Question: Does the 75% rule apply to the installation of new truck bodies on used chassis?

Sidman: No. A new, taxable body remains taxable-regardless of whether it is installed on a new chassis or a used one. However, you can spend up to 75% of the cost of a new body restoring the customer's old one and not have to pay excise tax. That is something you may want to discuss with your customer.

Question: We buy new trailers and convert them into mobile medical clinics. What is our tax liability?

Sidman: The worst-case scenario is that the components that are considered to be chassis are taxable. The medical equipment would not be taxable. Everything above the running gear likely will not be taxed. There are rulings on this. Contact the NTEA.

Question: If I sell mobile medical clinics to the federal government, the state government, or a municipality, do I need to charge any tax?

Sidman: Interestingly, the federal government currently is not excluded from federal excise tax. State and local governments buy tax-free.

Question: I understand that if the cost of the modification does not exceed 75% of a comparable new vehicle, there is no tax. What happens if the cost of the modification is below 75%, but the retail price exceeds 75%?

Sidman: The statute says that the cost of the repairs and modification must not exceed 75%. However, this is the type of issue where the field auditor is likely to be aggressive.

Question: If we restore a chassis and the van body mounted on it, how would we apply the 75% rule?

Sidman: Treat the chassis and body separately. Is the cost of the refurbished chassis less than 75% of a comparable new one? The same holds true for the body.

Question: A truck body manufacturer states that a particular body is designed to go on a truck rated less than 33,000 pounds GVW. However, the customer wants it installed on a taxable chassis. Is the body taxable?

Sidman: You should determine suitability for use only once. Once that determination is made, that body either always is taxable, or it never is taxable. The statute is so terrible because the phrase "suitable for use" is so vague. A body is considered suitable for use if it has "practical or commercial fitness." I look at it this way: Does it make sense on a price basis or an engineering basis to install the body on a chassis rated less than 33,000 pounds GVW?

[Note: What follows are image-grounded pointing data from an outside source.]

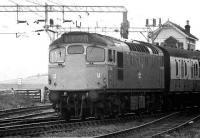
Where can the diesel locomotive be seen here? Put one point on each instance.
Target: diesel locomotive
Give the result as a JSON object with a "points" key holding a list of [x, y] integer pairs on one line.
{"points": [[95, 75]]}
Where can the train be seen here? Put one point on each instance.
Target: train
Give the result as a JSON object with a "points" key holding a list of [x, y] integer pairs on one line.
{"points": [[94, 75]]}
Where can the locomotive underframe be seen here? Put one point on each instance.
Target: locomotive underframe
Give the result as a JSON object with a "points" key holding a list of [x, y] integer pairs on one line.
{"points": [[107, 103], [104, 103]]}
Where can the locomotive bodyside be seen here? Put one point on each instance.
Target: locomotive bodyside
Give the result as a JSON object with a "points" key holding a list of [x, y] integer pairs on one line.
{"points": [[96, 75]]}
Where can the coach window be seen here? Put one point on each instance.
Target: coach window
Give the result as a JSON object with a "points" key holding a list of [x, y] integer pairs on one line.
{"points": [[75, 49], [95, 54]]}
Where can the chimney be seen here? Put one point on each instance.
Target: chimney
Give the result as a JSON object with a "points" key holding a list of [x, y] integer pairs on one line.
{"points": [[187, 27]]}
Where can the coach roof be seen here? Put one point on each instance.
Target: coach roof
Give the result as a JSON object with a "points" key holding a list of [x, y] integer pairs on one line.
{"points": [[175, 52]]}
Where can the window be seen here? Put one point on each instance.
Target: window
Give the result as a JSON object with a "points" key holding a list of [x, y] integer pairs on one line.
{"points": [[57, 55], [196, 69], [176, 68], [182, 69], [199, 69], [95, 54], [111, 55], [192, 71], [75, 49], [185, 69]]}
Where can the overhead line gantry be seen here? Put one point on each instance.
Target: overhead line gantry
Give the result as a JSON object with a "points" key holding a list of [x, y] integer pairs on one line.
{"points": [[69, 8]]}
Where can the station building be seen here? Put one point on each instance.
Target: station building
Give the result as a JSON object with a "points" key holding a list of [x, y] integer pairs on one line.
{"points": [[173, 35]]}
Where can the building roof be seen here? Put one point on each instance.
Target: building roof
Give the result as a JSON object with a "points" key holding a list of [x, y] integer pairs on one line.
{"points": [[183, 30], [178, 27]]}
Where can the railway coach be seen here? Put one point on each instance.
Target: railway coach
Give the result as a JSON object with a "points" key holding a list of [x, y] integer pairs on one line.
{"points": [[97, 75]]}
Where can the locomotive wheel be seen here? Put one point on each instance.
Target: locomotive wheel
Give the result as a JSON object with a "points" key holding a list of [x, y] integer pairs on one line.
{"points": [[66, 114]]}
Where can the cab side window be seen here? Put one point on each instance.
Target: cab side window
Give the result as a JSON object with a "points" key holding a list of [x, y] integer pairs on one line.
{"points": [[111, 55]]}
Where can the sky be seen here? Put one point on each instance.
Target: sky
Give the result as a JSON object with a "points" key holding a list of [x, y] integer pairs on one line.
{"points": [[27, 54]]}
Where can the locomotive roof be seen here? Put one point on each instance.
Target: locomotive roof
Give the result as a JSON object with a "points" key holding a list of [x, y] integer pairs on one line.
{"points": [[182, 53], [83, 37], [143, 47], [94, 38]]}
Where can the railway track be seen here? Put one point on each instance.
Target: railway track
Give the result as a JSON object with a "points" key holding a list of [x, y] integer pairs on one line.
{"points": [[156, 128], [7, 113], [26, 119], [38, 128]]}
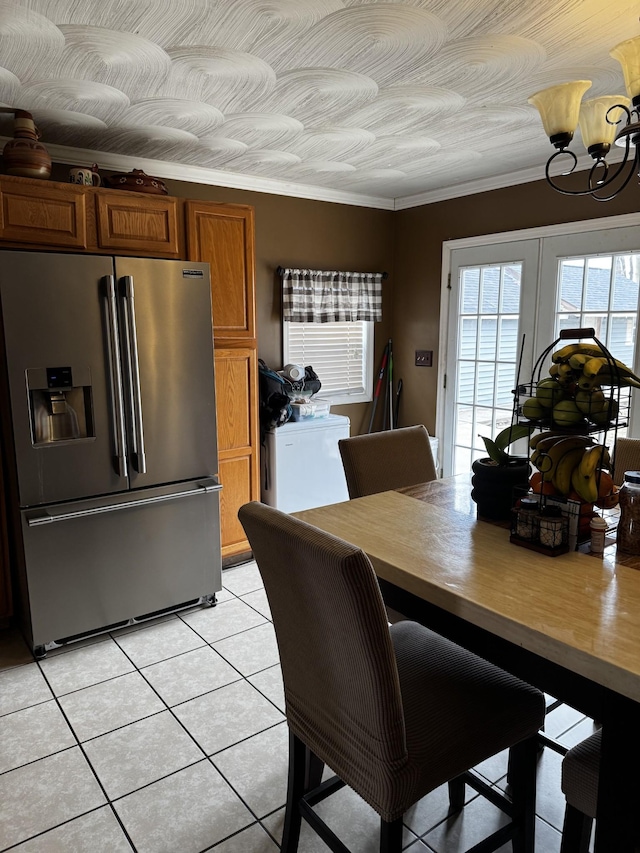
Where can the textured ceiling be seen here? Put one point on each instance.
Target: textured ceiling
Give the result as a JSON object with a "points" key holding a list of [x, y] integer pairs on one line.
{"points": [[328, 98]]}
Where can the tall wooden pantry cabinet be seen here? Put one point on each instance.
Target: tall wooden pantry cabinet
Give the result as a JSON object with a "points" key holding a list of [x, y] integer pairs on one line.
{"points": [[223, 235]]}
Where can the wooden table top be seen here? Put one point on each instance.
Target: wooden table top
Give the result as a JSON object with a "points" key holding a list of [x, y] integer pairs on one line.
{"points": [[577, 610]]}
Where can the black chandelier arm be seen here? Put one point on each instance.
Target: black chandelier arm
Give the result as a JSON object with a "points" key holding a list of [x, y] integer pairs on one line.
{"points": [[606, 181]]}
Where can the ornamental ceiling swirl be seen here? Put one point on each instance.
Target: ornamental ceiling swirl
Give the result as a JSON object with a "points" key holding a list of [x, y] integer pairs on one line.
{"points": [[379, 100]]}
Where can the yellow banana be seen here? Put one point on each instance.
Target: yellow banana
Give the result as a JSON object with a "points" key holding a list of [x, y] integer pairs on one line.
{"points": [[565, 353], [535, 439], [614, 368], [612, 377], [564, 470], [594, 365], [591, 460], [565, 445], [542, 462], [586, 487]]}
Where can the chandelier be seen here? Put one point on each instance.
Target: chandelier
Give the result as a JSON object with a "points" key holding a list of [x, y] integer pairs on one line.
{"points": [[603, 121]]}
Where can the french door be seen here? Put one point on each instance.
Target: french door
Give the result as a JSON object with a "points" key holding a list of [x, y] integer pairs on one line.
{"points": [[507, 302], [491, 326]]}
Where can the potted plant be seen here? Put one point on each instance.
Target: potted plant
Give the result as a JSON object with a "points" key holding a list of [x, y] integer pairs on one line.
{"points": [[496, 475]]}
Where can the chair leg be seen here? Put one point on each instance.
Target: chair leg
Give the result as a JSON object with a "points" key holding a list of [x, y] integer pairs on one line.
{"points": [[391, 836], [298, 764], [313, 771], [456, 794], [524, 759], [576, 831]]}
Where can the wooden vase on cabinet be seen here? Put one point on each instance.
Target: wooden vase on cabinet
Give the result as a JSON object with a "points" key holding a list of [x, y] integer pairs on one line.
{"points": [[24, 155]]}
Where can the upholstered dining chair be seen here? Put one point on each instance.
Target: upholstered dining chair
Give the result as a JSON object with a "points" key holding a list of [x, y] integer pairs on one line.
{"points": [[380, 461], [395, 711], [626, 457], [580, 787]]}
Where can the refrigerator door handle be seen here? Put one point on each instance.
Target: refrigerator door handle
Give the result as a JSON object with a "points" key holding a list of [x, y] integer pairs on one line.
{"points": [[115, 379], [49, 516], [133, 366]]}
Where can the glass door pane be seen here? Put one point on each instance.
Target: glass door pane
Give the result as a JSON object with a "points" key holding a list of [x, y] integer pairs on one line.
{"points": [[485, 345], [597, 284]]}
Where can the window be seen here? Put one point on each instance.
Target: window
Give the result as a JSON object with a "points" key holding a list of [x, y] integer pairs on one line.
{"points": [[340, 353]]}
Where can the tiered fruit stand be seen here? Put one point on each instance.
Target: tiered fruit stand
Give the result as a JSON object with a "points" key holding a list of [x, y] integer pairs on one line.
{"points": [[573, 423]]}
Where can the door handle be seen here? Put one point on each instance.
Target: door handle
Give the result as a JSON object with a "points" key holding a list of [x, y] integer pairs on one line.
{"points": [[133, 367], [115, 379], [207, 486]]}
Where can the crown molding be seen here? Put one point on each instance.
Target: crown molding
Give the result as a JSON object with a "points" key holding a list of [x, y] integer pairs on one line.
{"points": [[212, 177], [233, 180], [497, 182]]}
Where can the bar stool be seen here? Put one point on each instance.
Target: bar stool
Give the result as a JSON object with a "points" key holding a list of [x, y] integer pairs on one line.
{"points": [[580, 768]]}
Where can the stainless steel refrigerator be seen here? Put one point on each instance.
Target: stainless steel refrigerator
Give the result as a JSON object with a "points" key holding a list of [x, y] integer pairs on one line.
{"points": [[112, 432]]}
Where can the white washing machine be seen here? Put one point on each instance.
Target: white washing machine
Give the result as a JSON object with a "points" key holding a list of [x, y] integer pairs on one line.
{"points": [[301, 466]]}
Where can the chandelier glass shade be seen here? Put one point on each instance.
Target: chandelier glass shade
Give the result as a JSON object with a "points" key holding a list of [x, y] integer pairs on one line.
{"points": [[603, 121]]}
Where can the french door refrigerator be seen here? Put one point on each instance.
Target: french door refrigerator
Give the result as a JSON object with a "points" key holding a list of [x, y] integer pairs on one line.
{"points": [[112, 438]]}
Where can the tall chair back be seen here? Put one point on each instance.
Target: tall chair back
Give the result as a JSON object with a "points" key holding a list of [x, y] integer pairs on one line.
{"points": [[381, 461], [335, 648]]}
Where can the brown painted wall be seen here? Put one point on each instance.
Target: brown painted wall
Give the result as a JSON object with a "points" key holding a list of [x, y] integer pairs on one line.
{"points": [[419, 235]]}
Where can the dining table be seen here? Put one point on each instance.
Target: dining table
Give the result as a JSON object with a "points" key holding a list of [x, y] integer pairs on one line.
{"points": [[569, 624]]}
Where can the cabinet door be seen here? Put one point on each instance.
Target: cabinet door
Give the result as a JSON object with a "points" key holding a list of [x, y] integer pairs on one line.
{"points": [[237, 412], [222, 234], [33, 212], [145, 224], [6, 604]]}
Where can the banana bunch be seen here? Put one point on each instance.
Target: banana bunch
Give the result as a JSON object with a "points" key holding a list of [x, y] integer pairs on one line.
{"points": [[587, 366], [570, 462]]}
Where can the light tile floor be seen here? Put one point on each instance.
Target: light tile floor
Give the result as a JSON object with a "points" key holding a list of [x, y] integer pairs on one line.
{"points": [[170, 738]]}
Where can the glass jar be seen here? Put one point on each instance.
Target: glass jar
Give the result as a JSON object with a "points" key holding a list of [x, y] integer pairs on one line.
{"points": [[628, 538], [553, 528], [527, 519], [598, 528]]}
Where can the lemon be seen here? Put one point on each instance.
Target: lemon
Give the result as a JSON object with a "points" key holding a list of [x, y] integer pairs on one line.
{"points": [[533, 410], [567, 413]]}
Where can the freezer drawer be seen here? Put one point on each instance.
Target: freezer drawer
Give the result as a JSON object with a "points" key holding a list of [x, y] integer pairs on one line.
{"points": [[94, 563]]}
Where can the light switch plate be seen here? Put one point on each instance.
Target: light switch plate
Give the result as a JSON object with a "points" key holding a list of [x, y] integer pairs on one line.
{"points": [[424, 358]]}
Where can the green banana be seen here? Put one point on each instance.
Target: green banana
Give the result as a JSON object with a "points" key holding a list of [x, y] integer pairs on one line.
{"points": [[589, 383], [591, 460], [542, 462], [564, 469], [586, 487], [578, 360]]}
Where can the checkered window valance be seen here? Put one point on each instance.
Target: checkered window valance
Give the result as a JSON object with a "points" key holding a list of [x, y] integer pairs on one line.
{"points": [[328, 296]]}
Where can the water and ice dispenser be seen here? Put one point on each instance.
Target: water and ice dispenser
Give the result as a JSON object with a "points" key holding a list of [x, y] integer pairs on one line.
{"points": [[60, 404]]}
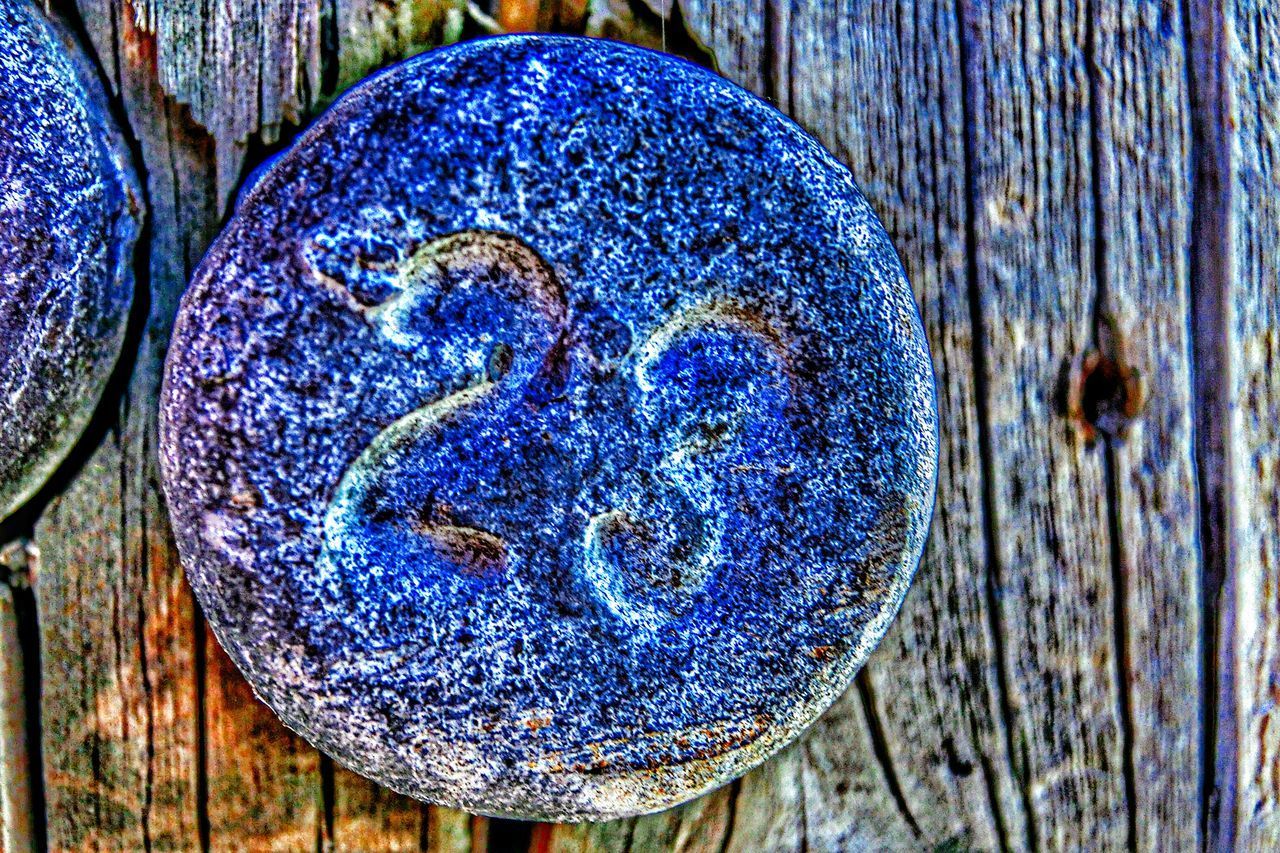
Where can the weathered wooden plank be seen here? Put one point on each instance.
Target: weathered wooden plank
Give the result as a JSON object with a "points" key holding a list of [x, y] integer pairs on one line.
{"points": [[17, 829], [1249, 661], [881, 86], [1040, 685], [1034, 228], [264, 790], [1142, 195], [369, 817]]}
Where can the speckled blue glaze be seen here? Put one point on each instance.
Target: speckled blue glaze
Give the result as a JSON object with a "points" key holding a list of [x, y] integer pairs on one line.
{"points": [[69, 215], [552, 429]]}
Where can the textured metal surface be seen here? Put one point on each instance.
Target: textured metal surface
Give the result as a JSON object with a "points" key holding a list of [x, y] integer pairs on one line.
{"points": [[551, 432], [69, 214]]}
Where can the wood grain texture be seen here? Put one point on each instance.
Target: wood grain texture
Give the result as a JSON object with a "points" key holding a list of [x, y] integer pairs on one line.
{"points": [[1068, 185], [16, 797], [1249, 753]]}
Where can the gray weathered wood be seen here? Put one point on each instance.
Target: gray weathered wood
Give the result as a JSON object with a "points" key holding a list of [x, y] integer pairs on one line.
{"points": [[16, 802], [1045, 683], [1248, 747]]}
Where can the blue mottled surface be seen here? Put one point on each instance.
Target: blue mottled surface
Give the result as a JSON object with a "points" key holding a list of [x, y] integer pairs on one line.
{"points": [[552, 430], [69, 214]]}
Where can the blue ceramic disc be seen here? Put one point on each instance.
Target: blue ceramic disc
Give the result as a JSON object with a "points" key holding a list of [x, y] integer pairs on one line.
{"points": [[69, 214], [551, 432]]}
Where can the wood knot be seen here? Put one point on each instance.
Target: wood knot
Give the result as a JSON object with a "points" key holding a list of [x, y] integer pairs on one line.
{"points": [[1101, 395]]}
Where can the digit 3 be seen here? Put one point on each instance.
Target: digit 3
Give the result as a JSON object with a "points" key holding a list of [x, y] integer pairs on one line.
{"points": [[713, 388]]}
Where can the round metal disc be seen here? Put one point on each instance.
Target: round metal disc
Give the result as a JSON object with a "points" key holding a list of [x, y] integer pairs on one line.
{"points": [[552, 429]]}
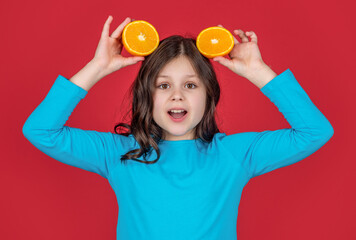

That's well and good in theory. A 21-ft platform body may have practical and commercial fitness installed on a chassis rated below 33,000 pounds GVW. But auditors have read the 1988 technical advice memorandum about 21-ft platforms, and they have it in their minds that there is a 21-ft rule. This is not true.

Typically, auditors judge suitability for use by the frequency in which bodies are installed on taxable chassis. In one case, 250 identical refuse packers were installed, 15% on chassis below 33,000 pounds GVWR and 85% above. In that case, all were considered to be nontaxable. However, the IRS never has been willing to say that 15% proves the body's suitability for use on nontaxable chassis.

The first thing I would use to determine suitability for use is my own numbers. On large volumes of sales, a relatively low percentage-perhaps 15%-is sufficient to prove suitability for use. But if you only have five sales, and four of them went on taxable chassis, an auditor probably will say that you should have charged tax on the other. If that happens, you will have to prove-by sales other than your own-that the body is suitable for use on chassis rated below the taxable threshold.

Question: We have customers who ask us to convert tractors to straight trucks and install a body. What are the tax consequences of changing the transportation function of a used vehicle?

Sidman: In most situations, with the change in the further manufacturing rules, only the body is taxable.